杜紹久一時腦抽犯賤,紅發女季念言語彪悍破口大罵:“臭傻逼,藝你大爺的名。”
“誤會,主要是你這名字太好聽,乍一聽有點不敢相信。”
紅發女罵過之後也不糾結,伸手感受了一下天空中飄起的雪花指揮道:“你去站到那棵樹下,我拍個照。”
杜紹久看了看所指樹下約莫有半米見的深雪殼子,然後果斷拒絕無理要求。
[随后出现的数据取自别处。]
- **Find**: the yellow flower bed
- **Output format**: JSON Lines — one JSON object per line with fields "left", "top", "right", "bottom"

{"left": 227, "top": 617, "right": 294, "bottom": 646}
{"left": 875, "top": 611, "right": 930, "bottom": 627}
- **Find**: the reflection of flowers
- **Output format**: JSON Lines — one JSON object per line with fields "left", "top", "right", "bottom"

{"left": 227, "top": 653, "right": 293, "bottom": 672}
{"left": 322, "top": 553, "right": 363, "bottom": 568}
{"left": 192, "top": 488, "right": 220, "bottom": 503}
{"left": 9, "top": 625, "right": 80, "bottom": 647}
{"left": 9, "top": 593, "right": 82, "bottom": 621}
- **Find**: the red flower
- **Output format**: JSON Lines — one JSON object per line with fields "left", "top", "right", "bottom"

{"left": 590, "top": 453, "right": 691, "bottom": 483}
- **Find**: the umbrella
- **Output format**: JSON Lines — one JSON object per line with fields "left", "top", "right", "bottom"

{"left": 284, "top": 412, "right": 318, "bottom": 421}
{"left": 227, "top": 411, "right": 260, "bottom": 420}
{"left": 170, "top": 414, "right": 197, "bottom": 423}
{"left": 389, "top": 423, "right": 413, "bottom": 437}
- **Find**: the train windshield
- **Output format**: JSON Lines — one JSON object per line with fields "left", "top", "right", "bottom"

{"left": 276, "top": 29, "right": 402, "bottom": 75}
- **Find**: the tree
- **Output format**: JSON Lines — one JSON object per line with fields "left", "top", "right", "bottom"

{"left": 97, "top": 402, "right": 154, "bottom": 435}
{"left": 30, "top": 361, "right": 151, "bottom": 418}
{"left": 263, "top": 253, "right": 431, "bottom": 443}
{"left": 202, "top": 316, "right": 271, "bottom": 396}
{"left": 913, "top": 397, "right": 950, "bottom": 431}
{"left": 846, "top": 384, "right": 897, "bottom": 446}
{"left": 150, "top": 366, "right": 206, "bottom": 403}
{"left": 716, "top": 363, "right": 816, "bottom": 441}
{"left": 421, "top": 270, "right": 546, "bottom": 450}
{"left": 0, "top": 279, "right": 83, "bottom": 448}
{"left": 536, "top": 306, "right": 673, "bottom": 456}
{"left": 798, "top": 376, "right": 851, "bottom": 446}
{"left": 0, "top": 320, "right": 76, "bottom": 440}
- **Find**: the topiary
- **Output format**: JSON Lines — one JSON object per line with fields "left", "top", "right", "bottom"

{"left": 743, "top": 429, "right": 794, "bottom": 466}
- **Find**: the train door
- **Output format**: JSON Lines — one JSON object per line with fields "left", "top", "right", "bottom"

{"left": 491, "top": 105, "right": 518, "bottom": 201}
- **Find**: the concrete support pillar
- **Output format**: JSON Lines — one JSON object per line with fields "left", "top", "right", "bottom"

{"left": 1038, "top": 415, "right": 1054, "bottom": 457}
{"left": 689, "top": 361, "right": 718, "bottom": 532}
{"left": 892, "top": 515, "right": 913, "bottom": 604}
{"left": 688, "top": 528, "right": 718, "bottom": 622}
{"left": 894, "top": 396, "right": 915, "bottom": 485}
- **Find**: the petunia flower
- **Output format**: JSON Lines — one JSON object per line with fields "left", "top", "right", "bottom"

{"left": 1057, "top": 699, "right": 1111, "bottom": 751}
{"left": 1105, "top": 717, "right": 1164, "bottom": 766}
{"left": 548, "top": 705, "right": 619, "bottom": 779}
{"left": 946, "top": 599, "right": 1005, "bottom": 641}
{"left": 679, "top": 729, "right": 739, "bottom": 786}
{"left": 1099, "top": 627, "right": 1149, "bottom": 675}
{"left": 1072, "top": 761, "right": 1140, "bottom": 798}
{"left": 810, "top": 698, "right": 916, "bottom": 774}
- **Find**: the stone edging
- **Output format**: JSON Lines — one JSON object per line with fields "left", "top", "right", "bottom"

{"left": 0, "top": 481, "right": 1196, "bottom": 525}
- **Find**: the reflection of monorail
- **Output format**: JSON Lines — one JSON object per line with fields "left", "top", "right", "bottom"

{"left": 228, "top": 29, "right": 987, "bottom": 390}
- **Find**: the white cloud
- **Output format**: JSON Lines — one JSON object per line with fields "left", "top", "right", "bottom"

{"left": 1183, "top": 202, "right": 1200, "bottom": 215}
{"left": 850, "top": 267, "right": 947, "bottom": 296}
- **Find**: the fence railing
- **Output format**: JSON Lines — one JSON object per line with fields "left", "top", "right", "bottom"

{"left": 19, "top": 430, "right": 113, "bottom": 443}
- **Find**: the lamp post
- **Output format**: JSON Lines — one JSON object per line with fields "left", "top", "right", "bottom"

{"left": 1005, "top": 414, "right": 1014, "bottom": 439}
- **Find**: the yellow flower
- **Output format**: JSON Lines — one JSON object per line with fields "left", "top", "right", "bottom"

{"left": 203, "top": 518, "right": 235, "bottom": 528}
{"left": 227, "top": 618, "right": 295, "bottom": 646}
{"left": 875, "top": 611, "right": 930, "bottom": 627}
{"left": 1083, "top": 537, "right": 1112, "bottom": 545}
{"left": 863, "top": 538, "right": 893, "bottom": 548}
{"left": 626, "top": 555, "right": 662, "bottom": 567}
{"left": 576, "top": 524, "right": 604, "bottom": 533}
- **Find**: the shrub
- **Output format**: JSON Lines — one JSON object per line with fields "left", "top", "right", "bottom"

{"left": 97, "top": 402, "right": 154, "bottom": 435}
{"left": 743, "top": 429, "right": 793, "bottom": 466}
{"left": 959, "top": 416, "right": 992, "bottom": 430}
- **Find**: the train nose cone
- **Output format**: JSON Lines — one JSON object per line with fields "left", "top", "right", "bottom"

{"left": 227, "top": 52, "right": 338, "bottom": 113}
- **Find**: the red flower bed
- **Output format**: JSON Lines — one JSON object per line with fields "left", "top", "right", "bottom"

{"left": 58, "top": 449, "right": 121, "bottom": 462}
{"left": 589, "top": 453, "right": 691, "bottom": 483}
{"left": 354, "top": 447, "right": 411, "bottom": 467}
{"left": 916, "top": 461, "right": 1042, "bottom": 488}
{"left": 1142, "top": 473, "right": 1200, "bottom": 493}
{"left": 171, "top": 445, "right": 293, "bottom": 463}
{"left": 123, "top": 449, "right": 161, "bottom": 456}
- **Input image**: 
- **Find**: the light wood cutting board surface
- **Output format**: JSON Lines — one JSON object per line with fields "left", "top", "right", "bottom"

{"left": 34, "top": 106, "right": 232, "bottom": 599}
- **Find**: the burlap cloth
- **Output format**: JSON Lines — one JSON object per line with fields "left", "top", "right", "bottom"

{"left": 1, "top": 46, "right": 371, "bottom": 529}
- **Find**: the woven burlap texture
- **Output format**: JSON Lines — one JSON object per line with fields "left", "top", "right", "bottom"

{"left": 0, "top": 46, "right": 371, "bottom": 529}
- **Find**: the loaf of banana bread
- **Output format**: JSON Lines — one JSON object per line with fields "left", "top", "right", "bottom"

可季念根本不懂什麽叫禮貌,而且這娘們好像會點啥武功,哢嚓一個白鴿亮翅揣斷地上食指粗還帶著冰碴的樹杈。
能屈能伸杜九爺見狀罵罵咧咧深一腳淺一腳走進溫泉旁樹林裡,當然這絕不是因為孩怕,開玩笑他響當當的漢子能被一個娘們拿捏?!
這純粹只是因為紳士,禮讓女士而已。
站直、挺胸、抬下巴……把頭髮在弄亂點,衣服鏈拉開。
季念拿著不知從哪掏出來的大炮一頓猛拍,像使喚生產隊的驢一樣讓杜紹久在大雪地裡站了十幾分鍾才放過他。
不過當最終看到照片後,杜紹久原諒了這個不懂禮貌的娘們,哦不,是大妞。
下午兩點,酒店餐廳裡兩人單獨吃起了涮羊肉。
窗外白雪皚皚雪花飄灑,餐廳裡溫暖如春,銅鍋咕嘟咕嘟散著香氣,夾起塊鮮切黃瓜條涮好,蘸著事先調好的芝麻醬紅方和韭菜花,那叫一個舒坦。
要是在加上一瓶牛欄山就更美了。
“你們不是都喝二鍋頭嗎?”杜紹久邊翻看ipad上的照片邊隨口問道。
“那你們不是也沒有天天酸菜燉粉條麽,大人時代變了,網絡交通越來越便利,所謂的地域文化未來都會消失。”
季念這娘們也是個抬杠好手,有話很有勁。
杜紹久心知掰扯不清扯回話題:“照片拍的是挺不錯,我的帥氣拍出了八分,但怎麽就是感覺有點悲傷呢。”
“那是你還沒我修過的成片。”
季念說著將筆記本電腦屏幕轉了個,看著屏幕上被渲染的好像踏馬媳婦跑了八回似的照片,杜紹久忍不住砸吧了下嘴提議能不能別整這麽淒涼。
季念邊涮青菜邊說寫公眾號就得這樣,得編讀者願意看的故事情節,越慘越好,然後等有人看了再吊著讀者一天就更新兩千字,這樣就能靠賣刀片賺一大筆。
杜紹久聽著莫名其妙的話語,悄悄拿出手機搜索季念的公眾號,看著那一排咪蒙體文章標題心中升起股荒謬感。
這時代還真不知道電腦後面是什麽,這麽個彪悍的娘們居然能寫出“他愛她,她愛她,可她卻更愛它”的文章。